Gauff has been in the public eye since she was a teenager, making her WTA debut at age 15. She explained how the pressures of being a young phenom had an affect on her mental health, even as she racked up tournament wins and climbed the world rankings.
“Throughout my life, I was always the youngest to do things, which added hype that I didn’t want,” she wrote in a 2020 post for Behind The Racquet. “It added this pressure that I needed to do well fast. Right before Wimbledon, going back to around 2017/18, I was struggling to figure out if this was really what I wanted. I always had the results, so that wasn’t the issue. I just found myself not enjoying what I loved.”
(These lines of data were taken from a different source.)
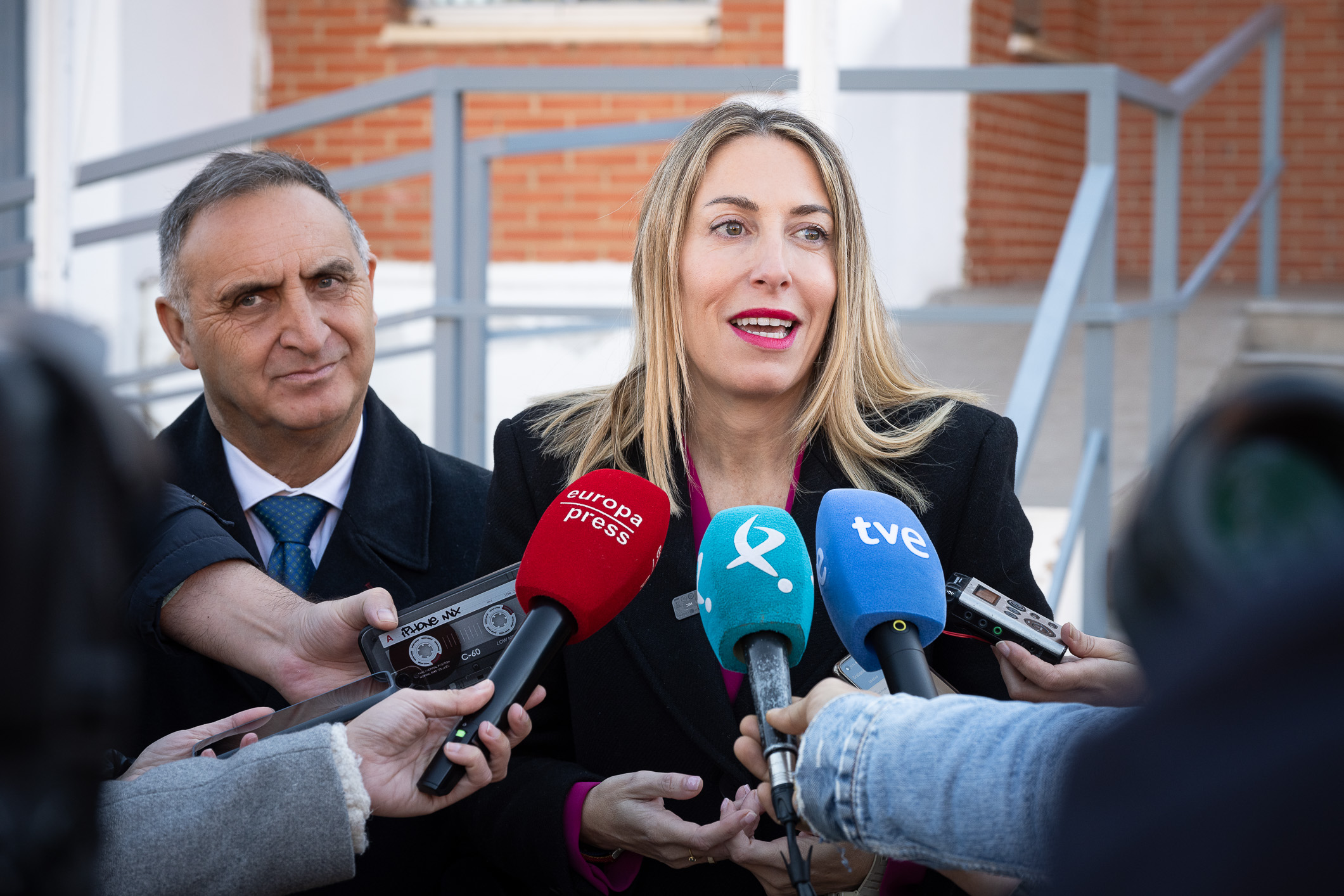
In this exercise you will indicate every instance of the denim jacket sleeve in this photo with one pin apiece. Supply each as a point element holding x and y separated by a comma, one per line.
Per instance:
<point>957,782</point>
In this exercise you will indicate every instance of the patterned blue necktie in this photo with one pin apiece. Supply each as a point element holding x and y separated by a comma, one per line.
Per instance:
<point>292,522</point>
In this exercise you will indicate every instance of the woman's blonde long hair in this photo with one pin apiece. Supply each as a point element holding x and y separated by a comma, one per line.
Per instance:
<point>861,375</point>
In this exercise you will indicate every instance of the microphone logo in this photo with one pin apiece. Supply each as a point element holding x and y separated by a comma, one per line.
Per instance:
<point>912,539</point>
<point>756,555</point>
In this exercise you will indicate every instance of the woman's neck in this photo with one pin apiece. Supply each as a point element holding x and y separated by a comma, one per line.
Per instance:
<point>742,449</point>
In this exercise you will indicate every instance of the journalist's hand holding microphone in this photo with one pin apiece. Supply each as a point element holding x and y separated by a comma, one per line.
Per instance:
<point>394,741</point>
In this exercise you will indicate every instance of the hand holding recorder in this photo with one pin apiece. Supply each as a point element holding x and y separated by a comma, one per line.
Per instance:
<point>591,554</point>
<point>1103,672</point>
<point>394,739</point>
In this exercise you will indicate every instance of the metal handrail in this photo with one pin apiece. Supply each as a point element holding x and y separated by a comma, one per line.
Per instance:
<point>1031,387</point>
<point>1084,266</point>
<point>1094,449</point>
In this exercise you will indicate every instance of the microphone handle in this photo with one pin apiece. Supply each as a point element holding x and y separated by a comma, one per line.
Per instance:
<point>901,655</point>
<point>768,674</point>
<point>545,630</point>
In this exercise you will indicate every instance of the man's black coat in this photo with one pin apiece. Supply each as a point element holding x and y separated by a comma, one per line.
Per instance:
<point>646,692</point>
<point>412,524</point>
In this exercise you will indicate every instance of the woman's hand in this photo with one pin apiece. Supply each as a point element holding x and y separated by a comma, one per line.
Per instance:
<point>791,720</point>
<point>179,743</point>
<point>398,736</point>
<point>765,859</point>
<point>627,812</point>
<point>1101,672</point>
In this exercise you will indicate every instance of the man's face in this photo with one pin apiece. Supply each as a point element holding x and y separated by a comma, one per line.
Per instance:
<point>281,312</point>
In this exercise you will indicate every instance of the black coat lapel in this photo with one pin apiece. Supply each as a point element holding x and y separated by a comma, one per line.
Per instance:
<point>196,452</point>
<point>386,515</point>
<point>675,655</point>
<point>819,475</point>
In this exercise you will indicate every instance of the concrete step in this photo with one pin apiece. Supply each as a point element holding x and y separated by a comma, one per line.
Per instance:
<point>1308,328</point>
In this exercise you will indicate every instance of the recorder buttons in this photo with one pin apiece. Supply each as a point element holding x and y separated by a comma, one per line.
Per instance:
<point>499,621</point>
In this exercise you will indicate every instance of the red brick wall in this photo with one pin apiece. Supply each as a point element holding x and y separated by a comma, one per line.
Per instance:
<point>1026,155</point>
<point>574,206</point>
<point>1026,151</point>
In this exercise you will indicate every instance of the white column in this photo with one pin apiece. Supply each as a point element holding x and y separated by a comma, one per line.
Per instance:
<point>811,48</point>
<point>53,163</point>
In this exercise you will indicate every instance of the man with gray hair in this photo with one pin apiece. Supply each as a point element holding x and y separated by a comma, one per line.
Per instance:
<point>269,293</point>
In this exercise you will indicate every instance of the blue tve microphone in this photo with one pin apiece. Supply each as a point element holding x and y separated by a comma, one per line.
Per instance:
<point>882,584</point>
<point>754,586</point>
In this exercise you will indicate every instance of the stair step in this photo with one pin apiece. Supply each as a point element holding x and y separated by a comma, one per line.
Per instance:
<point>1291,359</point>
<point>1307,328</point>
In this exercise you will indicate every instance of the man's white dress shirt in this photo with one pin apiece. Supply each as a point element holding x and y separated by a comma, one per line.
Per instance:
<point>253,484</point>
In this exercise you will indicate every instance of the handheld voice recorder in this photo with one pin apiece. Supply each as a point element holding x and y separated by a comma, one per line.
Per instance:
<point>1001,618</point>
<point>451,641</point>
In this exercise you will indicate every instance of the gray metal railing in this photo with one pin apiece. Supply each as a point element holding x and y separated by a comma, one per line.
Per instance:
<point>1084,265</point>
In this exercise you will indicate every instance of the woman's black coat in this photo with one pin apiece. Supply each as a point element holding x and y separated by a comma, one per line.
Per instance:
<point>646,692</point>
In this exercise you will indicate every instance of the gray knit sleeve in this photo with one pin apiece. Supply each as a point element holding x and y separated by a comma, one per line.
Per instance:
<point>269,820</point>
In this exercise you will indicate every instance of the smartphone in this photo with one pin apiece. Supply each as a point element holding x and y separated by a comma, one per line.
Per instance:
<point>342,704</point>
<point>451,641</point>
<point>848,669</point>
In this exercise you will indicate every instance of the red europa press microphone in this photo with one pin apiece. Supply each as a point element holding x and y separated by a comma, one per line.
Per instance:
<point>591,554</point>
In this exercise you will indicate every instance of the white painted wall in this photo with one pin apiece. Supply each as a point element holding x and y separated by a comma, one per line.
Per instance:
<point>147,70</point>
<point>907,151</point>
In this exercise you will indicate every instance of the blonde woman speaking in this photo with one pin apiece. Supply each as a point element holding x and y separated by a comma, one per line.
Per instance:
<point>765,371</point>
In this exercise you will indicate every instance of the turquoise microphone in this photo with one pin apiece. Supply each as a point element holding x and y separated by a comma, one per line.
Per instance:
<point>754,592</point>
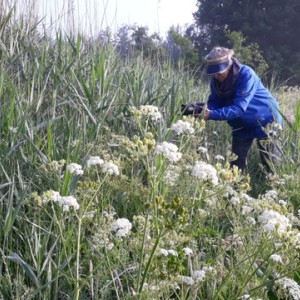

“I realized I needed to start playing for myself and not other people. For about a year, I was really depressed,” she continued. “That was the toughest year for me so far.”
Gauff added that she considered taking a year off from tennis to focus on her life outside of sports.
“Choosing not to obviously was the right choice, but I was close to not going in that direction. I was just lost,” she wrote. “I was confused and overthinking if this was what I wanted or what others did. It took many moments sitting, thinking and crying. I came out of it stronger and knowing myself better than ever.”